Problema in the interpretation of the Feynman solution of the Schrodinger equation for the hydrogen atom

Reading the classical Feynman lectures, I encounter the formula(19.53) that gives the radial component of the wave function:
$$
F_{n,l}(\rho)=\frac{e^{-\alpha\rho}}{\rho}\sum_{k=l+1}^n a_k \rho^k
$$
that, for $n=l+1$ becomes
$$
F_{n,l}=\frac{e^{-\rho/n}}{\rho}a_n\rho^n
$$
To find $a_n$ I use the recursive formula (19.50), but here I have problem. Using $k+1=n=l+1$ I find a division by zero.

$$
a_n =\frac{2\left( \frac{n-1}{n}-1 \right)}{(n-1)n-(n-1)n}
$$

so clearly I have a mistake.
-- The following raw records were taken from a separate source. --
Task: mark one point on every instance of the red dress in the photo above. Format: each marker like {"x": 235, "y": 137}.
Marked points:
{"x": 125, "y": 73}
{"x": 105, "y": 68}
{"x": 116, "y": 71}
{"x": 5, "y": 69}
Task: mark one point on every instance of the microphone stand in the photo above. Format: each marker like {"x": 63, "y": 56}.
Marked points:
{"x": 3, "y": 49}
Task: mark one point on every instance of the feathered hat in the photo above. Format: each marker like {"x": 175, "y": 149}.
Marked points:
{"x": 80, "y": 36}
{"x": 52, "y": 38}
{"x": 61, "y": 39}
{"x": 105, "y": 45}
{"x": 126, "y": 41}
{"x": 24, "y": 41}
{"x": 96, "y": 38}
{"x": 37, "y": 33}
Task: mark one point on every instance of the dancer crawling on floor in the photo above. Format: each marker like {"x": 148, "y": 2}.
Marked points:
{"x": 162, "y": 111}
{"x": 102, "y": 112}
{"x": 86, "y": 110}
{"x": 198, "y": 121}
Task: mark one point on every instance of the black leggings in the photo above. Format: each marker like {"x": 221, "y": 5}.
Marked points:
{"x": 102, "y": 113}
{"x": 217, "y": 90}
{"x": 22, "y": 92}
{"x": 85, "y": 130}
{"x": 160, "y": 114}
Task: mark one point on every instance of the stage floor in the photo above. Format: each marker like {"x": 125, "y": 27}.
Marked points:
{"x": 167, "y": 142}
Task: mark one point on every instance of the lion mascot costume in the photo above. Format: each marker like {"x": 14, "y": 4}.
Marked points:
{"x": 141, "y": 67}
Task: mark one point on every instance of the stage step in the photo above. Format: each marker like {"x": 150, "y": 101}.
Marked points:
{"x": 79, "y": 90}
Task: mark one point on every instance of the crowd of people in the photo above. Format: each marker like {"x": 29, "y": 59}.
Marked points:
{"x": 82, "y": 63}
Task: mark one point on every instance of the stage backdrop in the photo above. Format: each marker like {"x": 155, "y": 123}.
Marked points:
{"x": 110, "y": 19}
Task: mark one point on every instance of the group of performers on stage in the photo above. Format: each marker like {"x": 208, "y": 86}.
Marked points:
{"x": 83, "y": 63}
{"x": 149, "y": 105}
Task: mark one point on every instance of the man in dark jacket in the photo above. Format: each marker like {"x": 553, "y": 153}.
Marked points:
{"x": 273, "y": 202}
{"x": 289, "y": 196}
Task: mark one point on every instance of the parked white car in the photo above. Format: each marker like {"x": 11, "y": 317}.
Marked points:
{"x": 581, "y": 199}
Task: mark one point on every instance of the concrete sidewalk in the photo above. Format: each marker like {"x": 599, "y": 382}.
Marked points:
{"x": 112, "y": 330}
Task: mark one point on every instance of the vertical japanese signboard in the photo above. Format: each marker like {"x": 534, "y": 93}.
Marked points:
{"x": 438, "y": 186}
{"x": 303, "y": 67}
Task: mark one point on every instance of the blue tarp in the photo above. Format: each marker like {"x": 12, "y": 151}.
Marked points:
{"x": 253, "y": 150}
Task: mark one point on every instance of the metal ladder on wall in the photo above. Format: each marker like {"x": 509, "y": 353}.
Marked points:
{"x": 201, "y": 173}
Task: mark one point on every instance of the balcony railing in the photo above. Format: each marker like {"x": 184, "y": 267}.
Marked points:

But where is it?

 

[anuttarasammyak]

I observe denominator of (19.50) is
n(n-1)-l(l-1)
for k=n-1. As $n \geq l+1$ it is not zero.

 

[emilionovati]

But, in the (19.50) the denominator is
$$
k(k+1)-l(l+1)
$$
that, for $k=n-1$ becomes
$$
(n-1)n-l(l+1)
$$
and, since $n=l+1$ we have
$$
(n-1)n-(n-1)n
$$

 

[anuttarasammyak]

Feynman says "This means that k must start at l+1 and end at n."
Your case, $k=n-1=(l+1)-1=l$, does not satisfy it.

 

[vanhees71]

The general formula is $n=n_r+l+1$, where the radial quantum number $n_r \in \mathbb{N}_0=\{0,1,2,\ldots\}$ and the orbital-angular-momentum quantum number $l \in \{0,1,2,\ldots \}$. The principle quantum number $n \in \mathbb{N}=\{1,2,\ldots \}$. Usually the hydrogen energy eigenstates (neglecting spin) are labeled by $(n,l,m)$ (where the magnetic quantum number $m \in \{-l,-l+2,\ldots,l-1,l\}$). The energy eigenvalues are $E_n=-\frac{m_e e^4}{2 (4 \pi \epsilon)^2 \hbar^2 n^2}=-1 \text{Ry}/n^2$ with $1 \text{Ry} \simeq 13.6 \; \text{eV}$; $n$ is thus called the principal quantum number (that the $E_n$ do not independently depend on $n_r$ and $l$ is due to the dynamical O(4) symmetry of the hydrogen bound states; $E_n$ is $n^2$ fold degenerate).

Since $n_r =n-l-1 \geq 0$ for a given $n$ the possible values for $l$ are $0,1,\ldots n-1$.